HRT has mixed effect on quality of life for postmenopausal women

By Karla Gale

NEW YORK (Reuters Health) – For older postmenopausal women, hormone replacement therapy (HRT) appears to be of benefit only in those women who are still experiencing menopausal symptoms, based on results of a study appearing in The Journal of the American Medical Association for February 6.

According to members of the Heart and Estrogen/Progestin Replacement Study (HERS) Research Group, women without symptoms related to postmenopause actually experience greater declines in physical function when treated with HRT.

The study involved 2763 postmenopausal women, mean age 67, with a history of CAD who were randomly assigned to daily treatment with conjugated equine estrogens 0.625 mg plus medroxyprogesterone acetate 2.5 mg or placebo. The participants completed a series of questionnaires at baseline and after 3 years of followup.

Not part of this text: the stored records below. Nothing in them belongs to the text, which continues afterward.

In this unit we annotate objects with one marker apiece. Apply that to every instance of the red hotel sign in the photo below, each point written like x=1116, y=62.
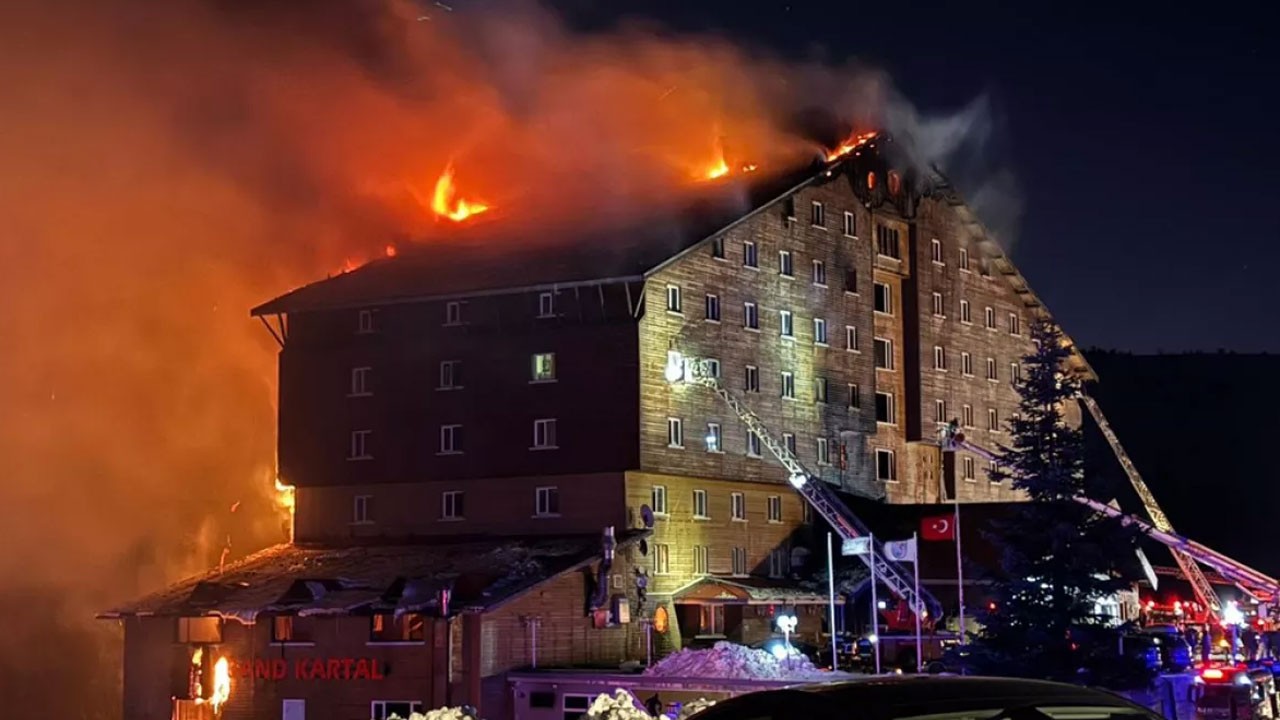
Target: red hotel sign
x=309, y=669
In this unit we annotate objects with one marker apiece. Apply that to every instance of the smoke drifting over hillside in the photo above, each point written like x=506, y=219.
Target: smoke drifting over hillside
x=168, y=165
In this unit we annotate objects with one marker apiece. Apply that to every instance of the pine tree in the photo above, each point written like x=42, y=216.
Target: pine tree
x=1057, y=556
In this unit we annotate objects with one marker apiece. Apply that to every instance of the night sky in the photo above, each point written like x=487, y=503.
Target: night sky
x=1144, y=142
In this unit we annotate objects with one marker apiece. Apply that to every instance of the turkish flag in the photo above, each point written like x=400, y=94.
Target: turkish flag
x=938, y=528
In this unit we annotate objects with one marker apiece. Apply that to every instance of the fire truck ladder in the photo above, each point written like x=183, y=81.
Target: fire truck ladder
x=693, y=370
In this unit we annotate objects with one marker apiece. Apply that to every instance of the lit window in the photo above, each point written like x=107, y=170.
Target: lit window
x=451, y=505
x=362, y=509
x=360, y=445
x=545, y=305
x=360, y=382
x=544, y=433
x=547, y=501
x=451, y=440
x=675, y=432
x=544, y=367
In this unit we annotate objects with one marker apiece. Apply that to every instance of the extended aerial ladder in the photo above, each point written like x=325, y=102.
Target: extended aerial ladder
x=814, y=490
x=1185, y=552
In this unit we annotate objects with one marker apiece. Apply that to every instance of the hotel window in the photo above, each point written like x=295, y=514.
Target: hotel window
x=778, y=563
x=700, y=504
x=883, y=354
x=360, y=382
x=886, y=242
x=818, y=215
x=658, y=497
x=714, y=442
x=362, y=509
x=885, y=410
x=661, y=559
x=360, y=445
x=543, y=368
x=388, y=709
x=453, y=313
x=451, y=505
x=702, y=560
x=883, y=299
x=391, y=628
x=675, y=432
x=451, y=374
x=545, y=305
x=451, y=440
x=673, y=300
x=886, y=465
x=544, y=433
x=545, y=501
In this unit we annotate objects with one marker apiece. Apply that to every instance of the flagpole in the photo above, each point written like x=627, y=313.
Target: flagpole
x=959, y=569
x=871, y=554
x=831, y=592
x=919, y=606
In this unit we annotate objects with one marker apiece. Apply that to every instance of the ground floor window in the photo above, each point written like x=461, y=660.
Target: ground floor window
x=387, y=709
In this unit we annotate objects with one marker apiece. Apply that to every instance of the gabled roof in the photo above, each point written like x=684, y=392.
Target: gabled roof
x=300, y=579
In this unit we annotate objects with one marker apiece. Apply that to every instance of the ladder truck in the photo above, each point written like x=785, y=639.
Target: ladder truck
x=1185, y=552
x=682, y=369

"This is the largest study of its kind in postmenopausal women, and the only major one dealing mostly with prevention," author Dr. Mark A. Hlatky, of Stanford University School of Medicine in California, told Reuters Health.

The HERS investigators found that "the effect of a therapy on quality of life depends on whether someone has symptoms that are likely to improve with treatment," Dr. Hlatky said. "In our study, women with menopausal symptoms had generally better quality-of-life. In contrast, women without symptoms had generally worse quality of life. While these effects were not dramatic, they were definitely present."

Specifically, for women who reported flushing at entry, those on HRT had improved mental health scores (+2.6, p – 0.04) and fewer depressive symptoms (-0.5 vs + 0.007, p = 0.01) compared with those receiving placebo treatment. The women without baseline flushing who were assigned to HRT had greater declines in physical function (-4.2 vs -3.3, p = 0.04) and in energy/fatigue (-4.6 vs -3.1, p = 0.03) than those on placebo.

Based on previous findings of the HERS study, Drs. Kathryn M. Rexrode and JoAnn E. Manson, of Harvard Medical School in Boston, reiterate that HRT should not be used if its purpose is to prevent cardiovascular disease. Rather, decisions regarding its use should be based on noncoronary benefits and risks.

"The study by Hlatky et al…only strengthens the clinical recommendations that hormone therapy should be avoided or considered only as a secondary option among women with coronary heart disease[??abbreviate??]," the editorialists conclude.